Despite the recent power struggle and mass resignations at OpenAI, Microsoft is continuing to make progress in the field of AI. The research arm of the company has recently unveiled Orca 2, a pair of small language models that have surpassed larger models in terms of performance on complex reasoning tasks.
Enhanced Reasoning Abilities
The Orca 2 models, available in sizes with 7 billion and 13 billion parameters, have demonstrated strong reasoning abilities in zero-shot settings. These smaller models have either matched or outperformed language models that are five to ten times larger, including Meta’s Llama-2 Chat-70B.
This achievement builds on the previous work done with the 13B Orca model, which imitated step-by-step reasoning traces of larger models. The improved training signals and methods used with Orca 2 have empowered these smaller models to achieve enhanced reasoning abilities, typically found only in much larger language models.

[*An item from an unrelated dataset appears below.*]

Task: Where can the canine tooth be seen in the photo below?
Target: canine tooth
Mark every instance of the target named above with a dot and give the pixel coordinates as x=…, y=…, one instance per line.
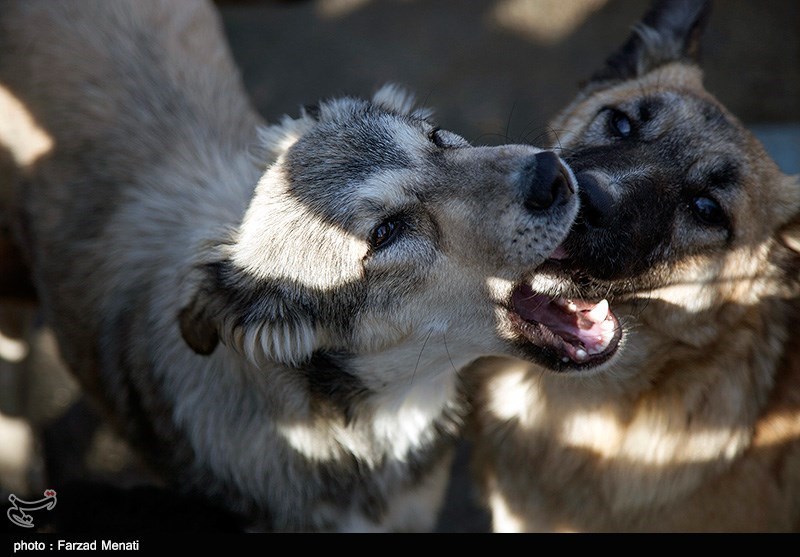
x=599, y=312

“With Orca 2, we continue to show that improved training signals and methods can empower smaller language models to achieve enhanced reasoning abilities, which are typically found only in much larger language models,” Microsoft researchers wrote in a joint blog post.
To further the development and evaluation of smaller models, Microsoft has open-sourced both the 7 billion and 13 billion parameter models. This allows for broader research and gives enterprises, particularly those with limited resources, a better option for addressing their targeted use cases without requiring significant computing power.
Addressing the Gap
While larger language models have impressed with their ability to reason and answer complex questions, their smaller counterparts have struggled in this area. Microsoft Research aimed to bridge this gap by fine-tuning Llama 2 base models on a highly-tailored synthetic dataset.
Instead of using imitation learning, where smaller models replicate the behavior of larger ones, the researchers trained the Orca 2 models to employ different solution strategies for different tasks. This approach acknowledges that a larger model’s strategy may not always work perfectly for a smaller model.
“In Orca 2, we teach the model various reasoning techniques (step-by-step, recall then generate, recall-reason-generate, direct answer, etc.). More crucially, we aim to help the model learn to determine the most effective solution strategy for each task,” the researchers wrote in a published paper.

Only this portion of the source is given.